Sim, é uma das melhores séries de thriller (ou horror) dos últimos tempos. Mas não, não é apenas isso. “Squid Game”, a série da Netflix, tem uma mensagem política importante. E há uma palavra para ela: desigualdade, seja social, económica, de género. Fechar os olhos a isso é perder parte do valor inequívoco desta série sul-coreana, com um argumento criativo, desafiante e que nos leva cada vez mais longe no caminho do horror, da ausência total de empatia, do egoísmo humano.

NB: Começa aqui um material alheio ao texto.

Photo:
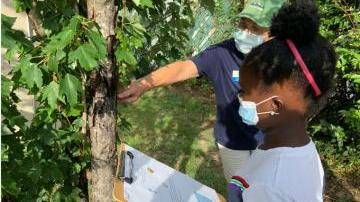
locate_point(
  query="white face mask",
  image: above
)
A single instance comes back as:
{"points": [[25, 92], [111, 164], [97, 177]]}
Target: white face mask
{"points": [[245, 41], [248, 111]]}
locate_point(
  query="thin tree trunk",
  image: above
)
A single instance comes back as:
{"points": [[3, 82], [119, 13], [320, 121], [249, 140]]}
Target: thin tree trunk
{"points": [[102, 117]]}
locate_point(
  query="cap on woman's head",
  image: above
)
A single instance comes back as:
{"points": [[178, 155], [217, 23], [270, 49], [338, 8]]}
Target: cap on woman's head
{"points": [[261, 11]]}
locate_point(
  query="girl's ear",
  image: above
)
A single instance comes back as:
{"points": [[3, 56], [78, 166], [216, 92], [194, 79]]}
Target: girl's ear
{"points": [[277, 104]]}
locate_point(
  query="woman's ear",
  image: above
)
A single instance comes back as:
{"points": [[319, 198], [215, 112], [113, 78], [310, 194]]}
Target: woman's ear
{"points": [[277, 104], [266, 35]]}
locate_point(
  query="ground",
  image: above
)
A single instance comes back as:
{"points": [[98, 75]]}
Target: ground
{"points": [[175, 126]]}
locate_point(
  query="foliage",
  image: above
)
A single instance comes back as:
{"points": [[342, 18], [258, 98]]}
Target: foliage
{"points": [[337, 129], [46, 159]]}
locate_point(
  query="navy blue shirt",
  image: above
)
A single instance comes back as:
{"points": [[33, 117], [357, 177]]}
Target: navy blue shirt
{"points": [[217, 63]]}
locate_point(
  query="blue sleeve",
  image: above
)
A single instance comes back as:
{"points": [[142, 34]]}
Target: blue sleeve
{"points": [[208, 62]]}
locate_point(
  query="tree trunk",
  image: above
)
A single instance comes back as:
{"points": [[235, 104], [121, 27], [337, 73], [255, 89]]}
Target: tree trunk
{"points": [[102, 116]]}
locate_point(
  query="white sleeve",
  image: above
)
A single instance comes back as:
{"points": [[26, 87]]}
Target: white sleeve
{"points": [[261, 193]]}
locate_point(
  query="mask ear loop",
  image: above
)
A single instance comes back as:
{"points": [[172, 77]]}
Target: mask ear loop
{"points": [[267, 99], [272, 113]]}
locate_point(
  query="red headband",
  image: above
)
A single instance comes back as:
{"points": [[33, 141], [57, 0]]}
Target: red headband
{"points": [[304, 69]]}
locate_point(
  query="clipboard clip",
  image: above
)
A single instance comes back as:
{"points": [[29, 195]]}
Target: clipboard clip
{"points": [[122, 175]]}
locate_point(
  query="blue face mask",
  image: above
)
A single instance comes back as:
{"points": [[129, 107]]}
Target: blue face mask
{"points": [[245, 41], [248, 112]]}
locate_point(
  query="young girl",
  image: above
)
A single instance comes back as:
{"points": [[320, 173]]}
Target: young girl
{"points": [[284, 82]]}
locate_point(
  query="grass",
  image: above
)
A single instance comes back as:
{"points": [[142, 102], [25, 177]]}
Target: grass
{"points": [[175, 126]]}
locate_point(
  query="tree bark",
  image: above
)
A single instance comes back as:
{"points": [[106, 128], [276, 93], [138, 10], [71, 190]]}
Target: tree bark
{"points": [[102, 117]]}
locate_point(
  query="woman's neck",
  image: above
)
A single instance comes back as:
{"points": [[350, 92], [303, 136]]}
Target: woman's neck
{"points": [[289, 135]]}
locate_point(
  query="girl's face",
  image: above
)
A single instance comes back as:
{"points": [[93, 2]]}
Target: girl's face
{"points": [[284, 101]]}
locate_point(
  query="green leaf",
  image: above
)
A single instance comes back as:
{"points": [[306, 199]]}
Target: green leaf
{"points": [[136, 2], [99, 42], [32, 75], [123, 55], [7, 21], [147, 3], [59, 41], [53, 63], [86, 55], [70, 86], [51, 94], [6, 87], [10, 53]]}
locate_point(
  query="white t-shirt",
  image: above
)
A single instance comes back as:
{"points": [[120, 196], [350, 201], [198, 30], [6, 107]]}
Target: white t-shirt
{"points": [[279, 174]]}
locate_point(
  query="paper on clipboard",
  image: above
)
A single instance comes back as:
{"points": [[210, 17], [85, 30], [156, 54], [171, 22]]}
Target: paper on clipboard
{"points": [[154, 181]]}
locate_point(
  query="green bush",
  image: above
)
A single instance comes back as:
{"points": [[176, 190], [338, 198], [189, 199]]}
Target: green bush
{"points": [[336, 129]]}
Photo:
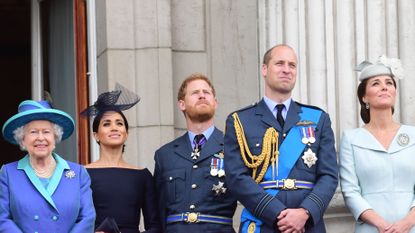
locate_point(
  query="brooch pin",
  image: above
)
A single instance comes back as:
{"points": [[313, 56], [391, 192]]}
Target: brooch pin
{"points": [[309, 158], [70, 174], [219, 188], [403, 139]]}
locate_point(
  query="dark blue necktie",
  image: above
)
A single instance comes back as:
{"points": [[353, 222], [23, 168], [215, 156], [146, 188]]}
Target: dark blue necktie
{"points": [[280, 118]]}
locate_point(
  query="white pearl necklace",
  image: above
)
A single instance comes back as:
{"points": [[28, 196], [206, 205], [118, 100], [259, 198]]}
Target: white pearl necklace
{"points": [[46, 172]]}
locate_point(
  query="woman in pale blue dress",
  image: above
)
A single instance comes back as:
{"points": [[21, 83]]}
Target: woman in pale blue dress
{"points": [[377, 161]]}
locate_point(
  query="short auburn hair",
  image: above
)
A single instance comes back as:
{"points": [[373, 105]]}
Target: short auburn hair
{"points": [[196, 76]]}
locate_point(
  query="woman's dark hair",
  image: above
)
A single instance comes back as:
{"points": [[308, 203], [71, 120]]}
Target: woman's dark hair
{"points": [[361, 91], [97, 120]]}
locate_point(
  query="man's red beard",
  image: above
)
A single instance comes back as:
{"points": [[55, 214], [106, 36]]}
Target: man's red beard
{"points": [[199, 114]]}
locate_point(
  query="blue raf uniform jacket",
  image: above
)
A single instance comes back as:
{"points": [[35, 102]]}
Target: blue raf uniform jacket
{"points": [[255, 120], [185, 185], [64, 206]]}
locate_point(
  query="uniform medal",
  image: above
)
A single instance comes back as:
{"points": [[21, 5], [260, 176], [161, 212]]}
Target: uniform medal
{"points": [[221, 171], [195, 153], [214, 167], [219, 188], [304, 137], [309, 158], [311, 135]]}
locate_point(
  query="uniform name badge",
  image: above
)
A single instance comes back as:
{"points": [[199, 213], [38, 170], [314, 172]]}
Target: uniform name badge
{"points": [[309, 158]]}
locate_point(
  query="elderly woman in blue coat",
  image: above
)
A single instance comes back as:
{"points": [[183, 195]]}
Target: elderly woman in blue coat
{"points": [[42, 192], [377, 161]]}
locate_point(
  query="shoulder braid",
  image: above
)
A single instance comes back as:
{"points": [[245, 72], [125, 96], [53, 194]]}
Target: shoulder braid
{"points": [[268, 154]]}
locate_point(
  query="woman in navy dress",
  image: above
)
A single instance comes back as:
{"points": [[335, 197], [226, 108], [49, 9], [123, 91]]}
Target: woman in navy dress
{"points": [[120, 190]]}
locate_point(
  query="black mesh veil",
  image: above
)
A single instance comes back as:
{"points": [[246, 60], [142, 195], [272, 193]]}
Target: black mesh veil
{"points": [[118, 100]]}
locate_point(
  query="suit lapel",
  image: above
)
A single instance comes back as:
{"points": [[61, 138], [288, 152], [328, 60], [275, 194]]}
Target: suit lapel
{"points": [[25, 165], [183, 148], [213, 145], [61, 165]]}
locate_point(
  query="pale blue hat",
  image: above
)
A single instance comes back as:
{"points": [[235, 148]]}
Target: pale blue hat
{"points": [[383, 66], [30, 110]]}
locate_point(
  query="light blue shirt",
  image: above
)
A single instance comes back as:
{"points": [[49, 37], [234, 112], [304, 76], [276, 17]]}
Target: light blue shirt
{"points": [[205, 133], [272, 106]]}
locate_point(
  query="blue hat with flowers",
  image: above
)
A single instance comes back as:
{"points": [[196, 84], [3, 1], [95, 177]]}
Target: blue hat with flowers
{"points": [[30, 110]]}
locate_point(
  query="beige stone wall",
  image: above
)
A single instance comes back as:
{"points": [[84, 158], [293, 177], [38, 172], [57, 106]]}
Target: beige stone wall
{"points": [[152, 45]]}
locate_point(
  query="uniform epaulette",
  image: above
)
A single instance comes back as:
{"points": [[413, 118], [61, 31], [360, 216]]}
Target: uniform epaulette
{"points": [[247, 107], [310, 106]]}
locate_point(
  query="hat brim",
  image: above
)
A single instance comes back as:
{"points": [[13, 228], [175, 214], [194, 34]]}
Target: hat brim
{"points": [[375, 70], [53, 115]]}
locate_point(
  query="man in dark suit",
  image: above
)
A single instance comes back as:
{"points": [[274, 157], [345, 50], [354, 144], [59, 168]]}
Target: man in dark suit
{"points": [[189, 171], [280, 157]]}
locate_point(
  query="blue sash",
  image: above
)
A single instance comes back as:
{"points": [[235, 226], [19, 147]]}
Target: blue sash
{"points": [[291, 146]]}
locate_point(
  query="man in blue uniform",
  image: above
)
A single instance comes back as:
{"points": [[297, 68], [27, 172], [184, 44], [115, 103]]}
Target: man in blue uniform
{"points": [[280, 156], [189, 171]]}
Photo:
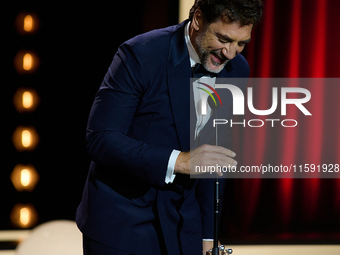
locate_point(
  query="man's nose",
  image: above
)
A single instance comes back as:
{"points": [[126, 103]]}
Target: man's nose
{"points": [[230, 51]]}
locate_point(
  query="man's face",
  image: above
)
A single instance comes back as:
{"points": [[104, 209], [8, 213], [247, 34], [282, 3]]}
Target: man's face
{"points": [[219, 42]]}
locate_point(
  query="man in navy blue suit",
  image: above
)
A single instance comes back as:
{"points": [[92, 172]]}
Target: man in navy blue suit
{"points": [[139, 197]]}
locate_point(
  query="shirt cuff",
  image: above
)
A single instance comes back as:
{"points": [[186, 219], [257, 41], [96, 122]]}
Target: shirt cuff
{"points": [[170, 173]]}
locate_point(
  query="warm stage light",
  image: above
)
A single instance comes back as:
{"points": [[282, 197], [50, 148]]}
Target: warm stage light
{"points": [[25, 100], [25, 138], [184, 8], [27, 23], [24, 216], [26, 62], [24, 177]]}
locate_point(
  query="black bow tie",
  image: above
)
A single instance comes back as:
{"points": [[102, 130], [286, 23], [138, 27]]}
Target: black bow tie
{"points": [[199, 71]]}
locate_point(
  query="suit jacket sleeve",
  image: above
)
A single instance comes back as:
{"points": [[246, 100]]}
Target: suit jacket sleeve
{"points": [[115, 104]]}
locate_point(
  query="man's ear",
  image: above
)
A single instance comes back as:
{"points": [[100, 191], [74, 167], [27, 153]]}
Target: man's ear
{"points": [[197, 20]]}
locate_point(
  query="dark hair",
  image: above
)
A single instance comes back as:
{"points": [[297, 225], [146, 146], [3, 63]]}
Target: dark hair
{"points": [[245, 12]]}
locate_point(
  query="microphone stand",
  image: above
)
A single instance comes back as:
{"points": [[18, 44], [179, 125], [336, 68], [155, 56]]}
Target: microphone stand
{"points": [[215, 250]]}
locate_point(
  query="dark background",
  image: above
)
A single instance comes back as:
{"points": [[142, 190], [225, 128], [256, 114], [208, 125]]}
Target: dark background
{"points": [[76, 42]]}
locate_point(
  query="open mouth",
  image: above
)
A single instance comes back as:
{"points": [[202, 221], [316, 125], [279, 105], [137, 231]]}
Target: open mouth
{"points": [[217, 60]]}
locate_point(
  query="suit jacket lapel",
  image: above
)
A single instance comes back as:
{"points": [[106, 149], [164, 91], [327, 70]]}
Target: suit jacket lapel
{"points": [[179, 74]]}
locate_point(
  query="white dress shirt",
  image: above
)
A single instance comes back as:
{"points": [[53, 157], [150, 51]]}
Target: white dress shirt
{"points": [[198, 94]]}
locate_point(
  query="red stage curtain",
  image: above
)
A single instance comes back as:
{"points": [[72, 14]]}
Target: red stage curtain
{"points": [[295, 39]]}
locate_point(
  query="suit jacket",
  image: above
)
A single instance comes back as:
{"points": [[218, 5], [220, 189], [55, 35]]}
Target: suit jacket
{"points": [[139, 115]]}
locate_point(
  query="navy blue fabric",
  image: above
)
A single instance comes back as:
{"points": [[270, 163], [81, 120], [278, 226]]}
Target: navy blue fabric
{"points": [[140, 114]]}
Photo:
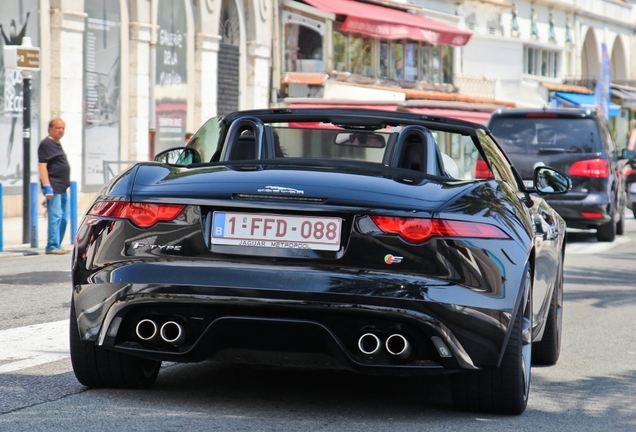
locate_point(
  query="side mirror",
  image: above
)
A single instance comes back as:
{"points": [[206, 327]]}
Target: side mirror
{"points": [[627, 154], [548, 181], [169, 156]]}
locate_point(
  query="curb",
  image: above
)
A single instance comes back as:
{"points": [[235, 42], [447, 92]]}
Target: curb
{"points": [[20, 252]]}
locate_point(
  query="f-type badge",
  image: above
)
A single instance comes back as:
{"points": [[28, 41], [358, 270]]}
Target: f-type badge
{"points": [[281, 190], [392, 259]]}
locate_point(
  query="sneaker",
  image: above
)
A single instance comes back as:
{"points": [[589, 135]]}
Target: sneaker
{"points": [[57, 252]]}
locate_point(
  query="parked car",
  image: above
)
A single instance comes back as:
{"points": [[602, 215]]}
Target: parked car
{"points": [[578, 143], [630, 182], [340, 238]]}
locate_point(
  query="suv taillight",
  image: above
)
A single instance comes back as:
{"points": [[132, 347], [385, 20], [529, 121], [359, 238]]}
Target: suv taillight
{"points": [[596, 168], [482, 170]]}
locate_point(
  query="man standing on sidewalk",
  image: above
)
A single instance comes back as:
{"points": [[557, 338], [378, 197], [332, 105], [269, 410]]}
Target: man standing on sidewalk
{"points": [[55, 176]]}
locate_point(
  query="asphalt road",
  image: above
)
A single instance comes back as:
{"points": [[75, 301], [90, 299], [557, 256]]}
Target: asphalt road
{"points": [[592, 388]]}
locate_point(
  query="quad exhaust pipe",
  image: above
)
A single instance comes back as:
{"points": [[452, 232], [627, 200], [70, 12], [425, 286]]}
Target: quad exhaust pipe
{"points": [[171, 332], [147, 330], [369, 344], [396, 345]]}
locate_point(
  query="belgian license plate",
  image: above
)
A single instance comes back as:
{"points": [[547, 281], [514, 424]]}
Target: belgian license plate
{"points": [[276, 231]]}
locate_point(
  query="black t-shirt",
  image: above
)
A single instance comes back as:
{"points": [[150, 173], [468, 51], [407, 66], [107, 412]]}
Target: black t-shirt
{"points": [[52, 154]]}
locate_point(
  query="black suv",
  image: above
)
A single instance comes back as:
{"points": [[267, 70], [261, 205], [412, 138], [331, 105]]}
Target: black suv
{"points": [[578, 143]]}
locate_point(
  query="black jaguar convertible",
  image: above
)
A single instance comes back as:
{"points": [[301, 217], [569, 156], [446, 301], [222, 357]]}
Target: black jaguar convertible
{"points": [[371, 241]]}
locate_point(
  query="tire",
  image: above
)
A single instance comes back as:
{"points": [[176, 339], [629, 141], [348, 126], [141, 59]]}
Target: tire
{"points": [[606, 232], [503, 389], [547, 350], [620, 225], [97, 367]]}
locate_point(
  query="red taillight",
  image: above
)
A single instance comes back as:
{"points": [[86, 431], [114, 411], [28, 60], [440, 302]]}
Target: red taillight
{"points": [[596, 168], [482, 170], [418, 230], [144, 215]]}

“Squid Game”, a série criada por criado por Hwang Dong-hyuk que se arrisca a ser em breve a série mais vista da Netflix de sempre, aponta os dedos aos esquecidos pela sociedade, à exploração pelos ricos e transformados em objetos para os seus mais distópicos prazeres. Mas mesmo entre os pobres e os miseráveis, há uma hierarquia. E no topo estão os homens, restando às mulheres terem de lutar a dobrar para sobreviver.
“Squid Game” parte de uma ideia louca: 456 participantes são convidados (sim, entram por sua livre vontade, mas podemos sempre discutir se há de facto liberdade na miséria humana) e são confrontados com a possibilidade de ganhar dinheiro, muito dinheiro, exibido de forma ostensiva perante os seus olhos, numa enorme bola de vidro onde caem notas de cada vez que os jogadores são ‘eliminados’. É preciso tornar esse dinheiro real, concreto, apesar de inacessível, para que não haja dúvidas – estão ou não dispostos a jogar a sua vida – a sua alma – para alcançar o prémio final?
No primeiro episódio, o personagem principal Seong Gi-hun (interpretado por Lee Jung-jae) explica que Squid Game era um jogo que as crianças de seu bairro brincavam, a partir de um desenho feito no chão em forma de lula. Essa explicação inicial não é inocente. O doentio desafio com que se vê confrontado consiste numa série de jogos que são inspirados em brincadeiras infantis, mas que se transformam em cenário de macabra matança. Jogo a jogo, mais se vão somando os corpos, ritualmente levados em caixões com laços rosa. Jogo a jogo, e nos intervalos em que partilham uma camarata, há espaço para que as personalidades e as histórias de um grupo desses jogadores sejam partilhadas com o espetador. Eles deixam de ser números, humanizam-se ou desumanizam-se porque há sempre a manipulação incutida de começarmos a ver que temos favoritos à vitória. Até que ponto nos tornamos então cúmplices desse mesmo jogo ou apostadores como os VIP, os homens ricos que pagam para assistir ao espetáculo, enquanto mandam piadas uns aos outros, numa abjeta ausência de valores?
Há mais do que violência nesta série, mas a violência é a que salta à vista: com sangue, vísceras, miolos a serem projetados no ar, numa impersonalidade dada pelo facto da morte chegar pela mão de funcionários de máscara, também eles sem nome, a cumprir ordens, a ganhar o seu dinheiro. E episódio a episódio a violência amplia-se porque se torna mais sádica, a um ponto que pensamos ‘não é possível ir mais longe’. Mas é. E nessa ampliação de violência também ressalta o melhor e o pior de cada jogador e os limites da ética e da humanidade. O que estamos dispostos a fazer para sobreviver?
Não vou escrever muito mais para não ser spoiler. Mas é uma grande série, que nos confronta com as nossas próprias escolhas; estamos ou não a jogar, ao sermos confrontados com o facto de que, no final, haverá apenas um e termos o nosso preferido? Resta-nos o alívio da série terminar com uma mensagem de esperança: o melhor dos homens em jogo ganha e a humanidade não está perdida. Ou será isso apenas uma distopia?